Так или иначе, о её срыве было забыто, или — что более вероятно — оба не стали акцентировать на этом внимание. Академик предложил выпить чаю с мёдом и, не дождавшись ответа, приступил к приготовлению. Заваривал чай Сарданапал всегда исключительно самостоятельно, без использования магии. Он часто любил повторять, что лишь так можно добиться того тонкого, изумительного вкуса напитка. Магия убивает в нём любое проявление души. Это всё равно, что залить пакетик кипятком. Куда лучше заварить настоящий чай в заварнике. Такой чай уже нечто большее, чем просто напиток — это уже лекарство от душевного недуга.
Пока они пили чай, Медузия рассказала то, что смогла узнать у ангарных джиннов. Благодаря их рассказу Тане придумают суровое наказание, но не прогонят из Тибидохса. Нарушение комендантского часа куда менее серьёзный проступок, нежели умышленное причинение тяжкого вреда здоровью преподавателя. Поклёп до сих пор отлёживался в магпункте, и Ягге была настроена не сильно оптимистично и не собиралась его отпускать как минимум до утра.

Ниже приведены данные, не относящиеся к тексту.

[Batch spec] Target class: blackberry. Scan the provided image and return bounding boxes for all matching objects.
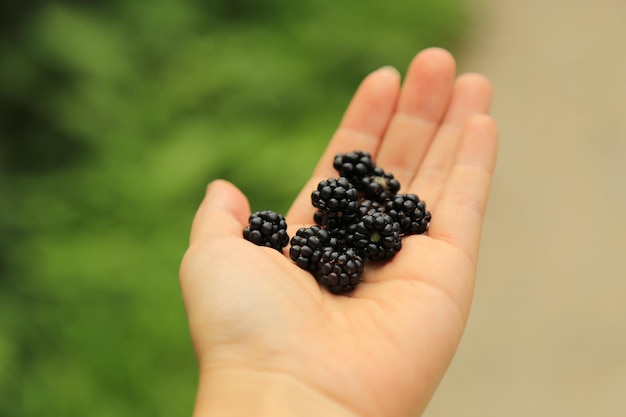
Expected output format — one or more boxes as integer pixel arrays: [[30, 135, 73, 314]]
[[358, 168, 400, 203], [311, 177, 359, 227], [243, 210, 289, 252], [351, 212, 402, 261], [359, 200, 385, 217], [289, 226, 335, 272], [317, 248, 364, 294], [385, 194, 431, 235], [333, 150, 376, 184]]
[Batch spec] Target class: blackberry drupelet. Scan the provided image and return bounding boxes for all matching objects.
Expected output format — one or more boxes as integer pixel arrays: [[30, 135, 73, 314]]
[[333, 150, 376, 184], [356, 168, 400, 204], [317, 248, 364, 294], [243, 210, 289, 252], [351, 212, 402, 261], [289, 225, 336, 272], [311, 177, 359, 227], [385, 194, 431, 235], [359, 200, 385, 218]]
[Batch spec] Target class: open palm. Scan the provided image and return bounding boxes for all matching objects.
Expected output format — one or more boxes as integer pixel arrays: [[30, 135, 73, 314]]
[[180, 48, 497, 416]]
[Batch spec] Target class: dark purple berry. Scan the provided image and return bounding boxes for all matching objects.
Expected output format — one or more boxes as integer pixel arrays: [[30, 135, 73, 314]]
[[243, 210, 289, 252], [317, 248, 364, 294], [385, 194, 431, 235]]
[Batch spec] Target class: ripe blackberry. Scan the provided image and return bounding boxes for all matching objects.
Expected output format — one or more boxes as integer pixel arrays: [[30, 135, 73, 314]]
[[243, 210, 289, 252], [311, 177, 359, 227], [289, 225, 335, 272], [317, 248, 364, 294], [359, 199, 385, 218], [333, 150, 376, 184], [351, 212, 402, 261], [385, 194, 431, 235], [357, 168, 400, 203]]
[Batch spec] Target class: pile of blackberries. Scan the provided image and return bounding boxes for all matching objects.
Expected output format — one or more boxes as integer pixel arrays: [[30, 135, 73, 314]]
[[244, 151, 431, 294]]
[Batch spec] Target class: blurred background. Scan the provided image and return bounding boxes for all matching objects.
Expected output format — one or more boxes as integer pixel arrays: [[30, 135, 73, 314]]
[[0, 0, 626, 417]]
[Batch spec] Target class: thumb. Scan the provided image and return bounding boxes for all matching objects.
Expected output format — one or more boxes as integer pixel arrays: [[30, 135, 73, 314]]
[[190, 180, 250, 244]]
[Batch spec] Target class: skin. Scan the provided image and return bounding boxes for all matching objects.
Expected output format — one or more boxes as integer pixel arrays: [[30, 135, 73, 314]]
[[180, 48, 498, 417]]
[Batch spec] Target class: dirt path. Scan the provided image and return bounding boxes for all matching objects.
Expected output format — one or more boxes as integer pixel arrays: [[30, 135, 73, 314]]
[[425, 0, 626, 417]]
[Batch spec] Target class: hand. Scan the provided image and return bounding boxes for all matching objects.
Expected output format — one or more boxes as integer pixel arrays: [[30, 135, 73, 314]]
[[180, 48, 497, 417]]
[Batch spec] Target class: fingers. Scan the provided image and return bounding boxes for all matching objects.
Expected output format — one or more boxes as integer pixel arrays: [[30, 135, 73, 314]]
[[409, 73, 493, 203], [428, 115, 498, 264], [288, 67, 400, 224], [190, 180, 250, 244], [376, 48, 456, 184]]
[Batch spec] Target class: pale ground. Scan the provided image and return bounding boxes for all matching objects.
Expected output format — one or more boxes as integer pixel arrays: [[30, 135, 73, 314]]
[[425, 0, 626, 417]]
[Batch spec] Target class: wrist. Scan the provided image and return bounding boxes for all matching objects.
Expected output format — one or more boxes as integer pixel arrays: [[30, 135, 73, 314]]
[[193, 369, 359, 417]]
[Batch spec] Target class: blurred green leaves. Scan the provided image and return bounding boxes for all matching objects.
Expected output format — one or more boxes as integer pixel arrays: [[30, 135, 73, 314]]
[[0, 0, 468, 417]]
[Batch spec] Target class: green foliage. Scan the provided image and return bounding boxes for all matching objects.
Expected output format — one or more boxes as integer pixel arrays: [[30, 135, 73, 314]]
[[0, 0, 467, 417]]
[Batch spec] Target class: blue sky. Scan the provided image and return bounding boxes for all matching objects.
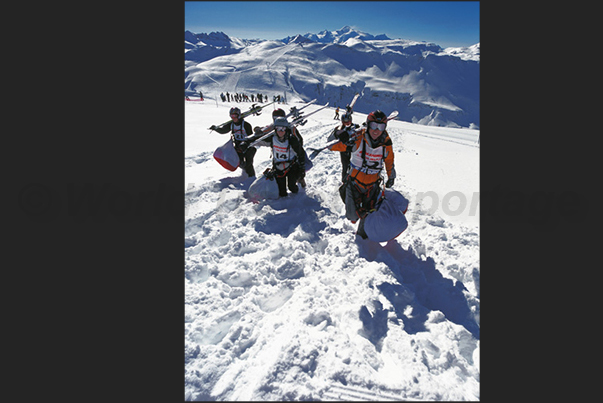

Академик умолчал о том, что тот самый джинн, который был свидетелем произошедшего, побывал в его кабинете ещё пару часов назад, рассказав всё в мельчайших подробностях.
Когда на следующее утро Таня вошла в кабинет академика, Медузия сразу отметила, что девочка старательно избегает прямого контакта глазами. Не стоило большого труда понять, что больше всего она боиться отправиться назад к Дурневым. Поклёп всем своим видом давал понять, что был настроен решительно. Если угрозы о зомбировании были лишь пустым запугиванием, то про лишение магических сил и высылку к лопухоидам он говорил серьёзно.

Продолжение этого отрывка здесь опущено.